If $M$ a manifold and $p\in M$, why is there a neighborhood V s.t. $V\subset \overline V\subset W$ with $\overline V$ compact? If $M$ a manifold and $p\in M$. Let $W\subset M$ a neighborhood of $p$. Why is there a neighborhood $V$ of $p$ s.t. $V\subset \overline V\subset W$ with $\overline V$ compact ? I would say (but with no certitude) that if $W$ is a neighborhhod of $p$, we can take a chart $(U,\varphi)$ where $U\supset W$. Since $\varphi:U\to\mathbb R^n$, and that $\varphi(W)\ni \varphi(p)$ is open (since $W$ open), we can consider $\varepsilon>0$ small enough to have $B(\varphi(p),\varepsilon)\subset \varphi(W)$, and thus, if we set $$V=\varphi^{-1}(B(\varphi(p),\varepsilon))$$ we have that $$p\in V\subset \overline{V}\subset W\subset M.$$ Is it correct ?

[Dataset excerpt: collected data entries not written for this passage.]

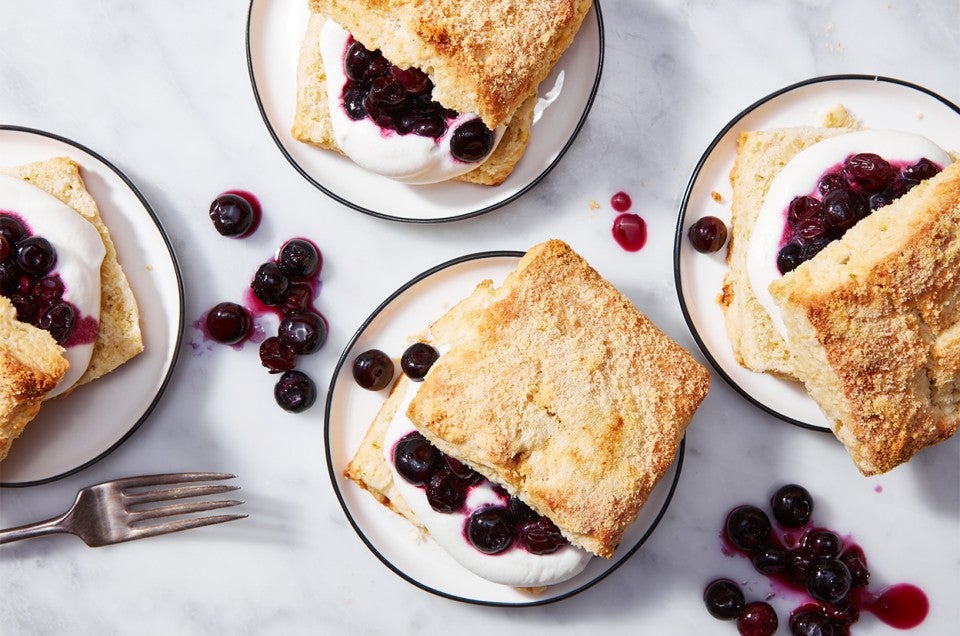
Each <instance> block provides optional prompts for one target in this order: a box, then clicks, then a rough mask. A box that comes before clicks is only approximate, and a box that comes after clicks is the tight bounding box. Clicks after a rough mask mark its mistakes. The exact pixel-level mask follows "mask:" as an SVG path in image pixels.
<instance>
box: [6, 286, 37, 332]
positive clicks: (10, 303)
mask: <svg viewBox="0 0 960 636" xmlns="http://www.w3.org/2000/svg"><path fill="white" fill-rule="evenodd" d="M7 300H9V301H10V304H11V305H13V309H14V310H15V311H16V315H17V320H19V321H20V322H27V323H30V324H31V325H36V324H37V318H39V310H38V309H37V303H36V302H34V300H33V299H32V298H30V297H29V296H27V295H26V294H21V293H20V292H14V293H12V294H10V295H8V296H7Z"/></svg>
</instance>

It is almost correct except that you should only have $U\subset W$ as $W$ can be big. Then it suffices to find a $V$ in $U$. In this case you might want to find $\epsilon$ so that $$\overline{B(\varphi(p),\epsilon)} \subset \varphi (U)$$ instead of just $B(\varphi(p),\epsilon) \subset \varphi (U)$.